It happens every five years and, despite the regularity, it prompts concerns and questions among property-owning South Carolina residents. And this year it's happening in Berkeley and Dorchester counties.
It's reassessment time again.
That's when counties recalculate what every building and piece of land is worth, a process that rearranges the property tax burden to the benefit of some and the detriment of others.
In Berkeley County, reassessment notices have already been sent to owners of the more than 107,000 properties. In Dorchester County, notices are expected to be in the mail later this summer to about 75,000 property owners.
“We’ll be sending out assessment notices sometime in late July or early August," said Dorchester County Assessor Wayne Welch.
The same thing will happen in Charleston County next year. Deputy Assessor Bobby Cale said work is already underway.
Property taxation is complex, with different assessment rates for different types of ownership. Plus, there are exemptions based on ownership, age, disability, military service, the use of the property, multiple tax rates and more. The very simple version — what most property owners need to know following a reassessment — is this: During reassessment the county will recalculate what properties are worth, and if property owners believe the county's number is too high they can file an appeal.
Most property owners no longer see big changes in their tax bills in the wake of a reassessment, as they did prior to the statewide property tax overhaul in 2007. The changes, Act 388, were prompted by protests centered in Charleston County following a 2005 reassessment that coincided with large tax increases by the Charleston County School District.
In some parts of the Charleston metro area, property owners are more likely to feel some temporary financial pain following reassessment.

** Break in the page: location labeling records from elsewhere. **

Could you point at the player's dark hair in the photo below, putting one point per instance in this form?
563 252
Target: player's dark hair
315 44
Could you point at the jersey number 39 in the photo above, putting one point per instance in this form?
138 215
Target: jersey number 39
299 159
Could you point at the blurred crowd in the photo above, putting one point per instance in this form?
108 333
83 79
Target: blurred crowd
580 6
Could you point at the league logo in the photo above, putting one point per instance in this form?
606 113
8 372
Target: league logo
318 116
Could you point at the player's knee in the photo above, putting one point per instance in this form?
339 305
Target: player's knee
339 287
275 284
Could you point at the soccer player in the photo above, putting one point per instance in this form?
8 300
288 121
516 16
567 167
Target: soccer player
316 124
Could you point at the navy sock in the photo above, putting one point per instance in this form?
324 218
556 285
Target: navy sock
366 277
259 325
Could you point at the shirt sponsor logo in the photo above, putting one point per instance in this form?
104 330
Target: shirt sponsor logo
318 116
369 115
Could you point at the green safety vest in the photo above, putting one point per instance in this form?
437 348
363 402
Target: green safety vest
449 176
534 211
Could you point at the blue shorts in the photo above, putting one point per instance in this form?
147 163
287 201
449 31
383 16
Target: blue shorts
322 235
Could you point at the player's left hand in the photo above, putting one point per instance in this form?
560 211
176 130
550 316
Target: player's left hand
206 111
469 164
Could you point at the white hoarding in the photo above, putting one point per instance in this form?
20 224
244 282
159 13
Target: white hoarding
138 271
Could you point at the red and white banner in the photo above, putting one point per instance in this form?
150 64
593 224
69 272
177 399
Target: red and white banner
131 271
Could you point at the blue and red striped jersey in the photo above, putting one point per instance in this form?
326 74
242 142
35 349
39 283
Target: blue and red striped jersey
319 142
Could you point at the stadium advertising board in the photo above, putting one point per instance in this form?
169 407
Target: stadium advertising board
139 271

That's because several cities cross county lines, and Charleston County won't reassess until next year.
Normally, local governments lower their tax rates when reassessment increases the tax base — they are required to. However, when municipal boundaries cross county lines there can be a disconnect.
In the Dorchester County portion of the city of North Charleston, and in the Berkeley County portions of the city of Charleston that are home to Daniel Island and the Cainhoy peninsula, reassessments will generally raise the taxable value of properties this year. Those counties and their school districts will adjust property tax rates down to compensate, but North Charleston and Charleston won't adjust their property tax rates until 2020, when Charleston County completes its reassessment.
The same thing happened in those areas during the last two reassessments.
Here are some common questions about reassessment, with answers gleaned from county assessors and previous reporting:
Why reassess property?
Property taxes are primarily based upon what properties are worth, but property values change over time. To keep things fair, state law requires counties to update values every five years.
In Dorchester County, it's been only four years since the last reassessment because the previous one was delayed by a year.
Does reassessment raise taxes?
Reassessment does not raise taxes so much as it redistributes them. Tax rates are required to be lowered to make up for rising property values. After tax rates are adjusted, local governments can decide to raise them, as they could any year, but reassessments alone don't raise the total amount of property taxes collected.
Tax increases are capped at 15 percent, right?
No. Act 388 established a 15 percent cap on property assessment increases, rather than tax increases.
The 15 percent cap limits how much a property's taxable value can rise during reassessment if the ownership hasn't changed and there have been no home additions or major improvements. The cap benefits people who own a property for a long time, or property that's soared in value, because the cap means such properties are taxed below market value, shifting the tax burden to others.
For example, if someone bought a Dorchester County house for $200,000 in 2013 and its value increased to $250,000 by the end of 2018, the taxable value would be capped at $230,000 (a 15 percent increase) during reassessment. If the house changed ownership, its taxable value would be reset.
If my assessment goes up, my tax bill goes up, right?
Not necessarily. During reassessment, properties that had the largest gains in value generally end up with higher tax bills, those that lagged behind end up with lower tax bills, and those in the middle of the pack see little or no change.
"Mostly, the lower part of the county will see a larger increase," said Welch, in Dorchester County.
In Berkeley County, 3.25 percent of properties were found to be worth less than before, and 34.25 percent saw their value increase less than the 15 percent cap. The owners of those properties can reasonably expect a tax decrease, or very little change.
Most remaining Berkeley County properties increased in assessed value by 15 percent — the maximum allowed by law, barring an ownership change — or were assessed at full market value because the ownership changed in 2018, which happened with 8.5 percent of properties.
What about tax bills?
While there is no statutory limit on how much a tax bill can rise following a reassessment, the 2007 changes in law have made large increases unlikely. In general, people who own the same property they owned at least five years ago shouldn't expect big changes during times of increasing property values.
What if I think my property is worth less than the county believes?
Property owners have 90 days to appeal after receiving a reassessment notice. Appeals are challenges to a property's taxable market value, not the owner's tax bill.
Owners who appeal will need to demonstrate why their estimate of the property's value is more accurate than the county's estimate.